The SQL Parser: Lexer, goyacc & AST Codegen

What you will learn: how a real system turns SQL text into a typed AST — a hand-written lexer, a goyacc-generated LALR parser, an ast.Node type system built on struct embedding, and a code generator that writes the clone/rewrite boilerplate so nobody has to maintain it by hand.

Prerequisites: interfaces & composition (the Node interface, BaseNode embedding, type switches), types, structs & methods (struct embedding, the New* constructor idiom), packages & go:generate, generics (to see why this code uses codegen instead), and sync & the memory model (sync.Pool).

This is the most advanced Go in the multigres codebase. It lives under go/common/parser/ and is a direct, file-by-file port of PostgreSQL’s own scanner and grammar, glued together with three layers of code generation. Once you understand the pipeline you can navigate roughly 2 MB of generated code with confidence, because you will know which source file each generated artifact came from.

The pipeline at a glance

A query goes through four stages: raw text becomes tokens, tokens drive a grammar, the grammar builds an AST, and a separate generator produces the helpers that walk that AST. Here is the front half — text to tree:

SQL text to AST

Rendering diagram…

flowchart TB
SQL(["SQL string"])
Lexer["NewLexer(input)<br/>lexer.go"]
Token["*Token { Type, Value, Position, Text }<br/>tokens.go"]
Parse["yyParse loop (LALR tables)<br/>postgres.go — generated from postgres.y"]
AST(["[]ast.Stmt — the AST<br/>ast/*.go"])
SQL --> Lexer
Lexer -->|"l.NextToken()"| Token
Token -->|"Lexer.Lex copies token to yySymType"| Parse
Parse -->|"grammar actions build nodes"| AST

Two more files are generated from the AST itself — the deep-copy and the tree-rewriter:

AST helpers, generated from the AST

Rendering diagram…

flowchart LR
Nodes["ast/*.go<br/>(Node implementations)"]
Gen["asthelpergen<br/>(reads the Node interface<br/>by type-checking)"]
Clone["ast_clone.go<br/>deep copy"]
Rewrite["ast_rewrite.go<br/>visitor / tree rewriter"]
Nodes --> Gen
Gen --> Clone
Gen --> Rewrite

The public entry point is ParseSQL. It lives in the generated postgres.go because it is copied verbatim from the grammar file’s preamble:

func ParseSQL(input string) ([]ast.Stmt, error) {
  lexer := NewLexer(input)
  parser := parserPool.Get().(yyParser)
  parser.Parse(lexer)
  parserPool.Put(parser)

  if lexer.HasErrors() {
    return nil, lexer.GetErrors()[0]
  }

  return lexer.GetParseTree(), nil
}

Note the sync.Pool of parsers.
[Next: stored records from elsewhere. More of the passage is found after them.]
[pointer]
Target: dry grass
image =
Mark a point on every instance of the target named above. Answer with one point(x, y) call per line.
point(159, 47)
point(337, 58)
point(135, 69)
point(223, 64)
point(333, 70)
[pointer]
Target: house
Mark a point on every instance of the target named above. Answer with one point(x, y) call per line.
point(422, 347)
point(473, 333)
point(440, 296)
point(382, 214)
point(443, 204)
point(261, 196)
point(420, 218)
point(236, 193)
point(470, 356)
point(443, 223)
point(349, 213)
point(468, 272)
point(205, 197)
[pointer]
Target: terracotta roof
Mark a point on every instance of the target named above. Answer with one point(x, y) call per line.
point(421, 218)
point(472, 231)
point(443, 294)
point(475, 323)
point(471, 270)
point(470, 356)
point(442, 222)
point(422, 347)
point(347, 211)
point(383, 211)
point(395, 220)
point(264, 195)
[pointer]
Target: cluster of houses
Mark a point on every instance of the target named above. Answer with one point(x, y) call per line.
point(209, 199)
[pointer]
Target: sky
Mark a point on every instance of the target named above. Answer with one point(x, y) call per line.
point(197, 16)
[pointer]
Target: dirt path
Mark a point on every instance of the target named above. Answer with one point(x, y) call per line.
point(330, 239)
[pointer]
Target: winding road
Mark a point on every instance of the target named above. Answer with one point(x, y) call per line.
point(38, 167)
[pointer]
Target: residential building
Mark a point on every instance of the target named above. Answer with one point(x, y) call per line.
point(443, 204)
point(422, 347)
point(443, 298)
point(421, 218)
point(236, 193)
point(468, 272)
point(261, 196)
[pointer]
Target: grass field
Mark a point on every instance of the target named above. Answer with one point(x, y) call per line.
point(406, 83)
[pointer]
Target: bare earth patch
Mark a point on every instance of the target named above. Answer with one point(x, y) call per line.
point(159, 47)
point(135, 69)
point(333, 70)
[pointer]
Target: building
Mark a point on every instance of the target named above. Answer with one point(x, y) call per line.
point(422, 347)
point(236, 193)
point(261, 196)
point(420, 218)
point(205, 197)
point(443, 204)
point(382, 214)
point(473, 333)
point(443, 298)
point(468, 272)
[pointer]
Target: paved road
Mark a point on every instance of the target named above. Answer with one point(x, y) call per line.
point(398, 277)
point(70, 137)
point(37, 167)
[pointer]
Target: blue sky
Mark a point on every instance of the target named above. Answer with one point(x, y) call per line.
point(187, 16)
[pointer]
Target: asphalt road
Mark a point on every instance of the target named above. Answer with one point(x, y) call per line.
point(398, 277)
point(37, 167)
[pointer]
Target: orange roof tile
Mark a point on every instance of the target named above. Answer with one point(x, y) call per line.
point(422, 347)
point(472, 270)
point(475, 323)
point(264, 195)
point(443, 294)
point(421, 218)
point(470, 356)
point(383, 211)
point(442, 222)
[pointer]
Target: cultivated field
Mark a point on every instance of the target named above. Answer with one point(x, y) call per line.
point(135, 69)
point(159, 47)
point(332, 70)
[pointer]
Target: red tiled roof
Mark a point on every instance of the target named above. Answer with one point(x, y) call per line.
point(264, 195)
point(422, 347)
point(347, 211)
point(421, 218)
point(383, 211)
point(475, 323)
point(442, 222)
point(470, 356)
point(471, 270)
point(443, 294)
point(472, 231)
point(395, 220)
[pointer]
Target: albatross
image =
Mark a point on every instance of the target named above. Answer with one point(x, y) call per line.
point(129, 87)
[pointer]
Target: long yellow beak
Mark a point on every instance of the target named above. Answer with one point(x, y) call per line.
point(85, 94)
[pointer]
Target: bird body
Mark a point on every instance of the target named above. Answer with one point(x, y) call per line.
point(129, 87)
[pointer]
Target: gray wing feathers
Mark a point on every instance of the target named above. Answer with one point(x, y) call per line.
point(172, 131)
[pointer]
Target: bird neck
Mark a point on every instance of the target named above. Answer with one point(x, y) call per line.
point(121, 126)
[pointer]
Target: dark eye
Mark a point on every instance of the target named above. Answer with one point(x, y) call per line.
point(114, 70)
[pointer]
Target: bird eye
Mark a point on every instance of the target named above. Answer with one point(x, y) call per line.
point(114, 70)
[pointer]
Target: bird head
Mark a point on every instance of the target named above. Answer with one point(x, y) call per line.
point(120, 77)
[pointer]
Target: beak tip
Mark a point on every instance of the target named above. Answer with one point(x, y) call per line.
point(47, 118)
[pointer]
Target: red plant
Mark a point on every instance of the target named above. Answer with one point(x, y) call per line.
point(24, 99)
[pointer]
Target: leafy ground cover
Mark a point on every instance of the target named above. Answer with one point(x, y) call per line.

Parser state tables are large and reusable, so pooling avoids re-allocating them per query on the hot query path. The pool stores yyParser values produced by the generated yyNewParser(). See sync & the memory model for sync.Pool semantics — anything in a pool can be garbage-collected or handed to another goroutine, so it must be reset on Parse.

Layer 1 — the hand-written lexer

The lexer is not generated. It is a manual port of PostgreSQL’s scan.l and parser.c, spread across lexer.go, tokens.go, keywords.go, and charclass.go.

Tokens

type TokenValue struct {
  Ival    int    // integer literals (ICONST, PARAM)
  Str     string // identifiers and non-integer literals
  Keyword string // canonical spelling of keywords
}

type Token struct {
  Type     int        // parser-generated token constant
  Value    TokenValue // the token's value (a "union")
  Position int        // byte offset from start of input
  Text     string     // raw text that produced this token
}

TokenValue is Go’s answer to a C union: a struct where only one field is meaningful at a time, by convention. The lexer fills Ival for ICONST, Str for identifiers and strings, and Keyword for keywords.

TokenType is a type alias, not a defined type:

type TokenType = int

The only constants this file defines are the lexer-internal specials:

const (
  INVALID = -1 // Invalid token
  EOF     = 0  // End of file (aligns with yacc EOF expectation)
)

Every real token constant — SELECT, IDENT, ICONST, FROM, and so on — is emitted into postgres.go by goyacc. So if you grep for SELECT expecting a const, you will find it in the generated file, not in tokens.go. ASCII characters 32 to 126 are their own token value (( is token 40). And EOF == 0 is deliberate: that is exactly what the generated yyParse loop treats as end-of-input.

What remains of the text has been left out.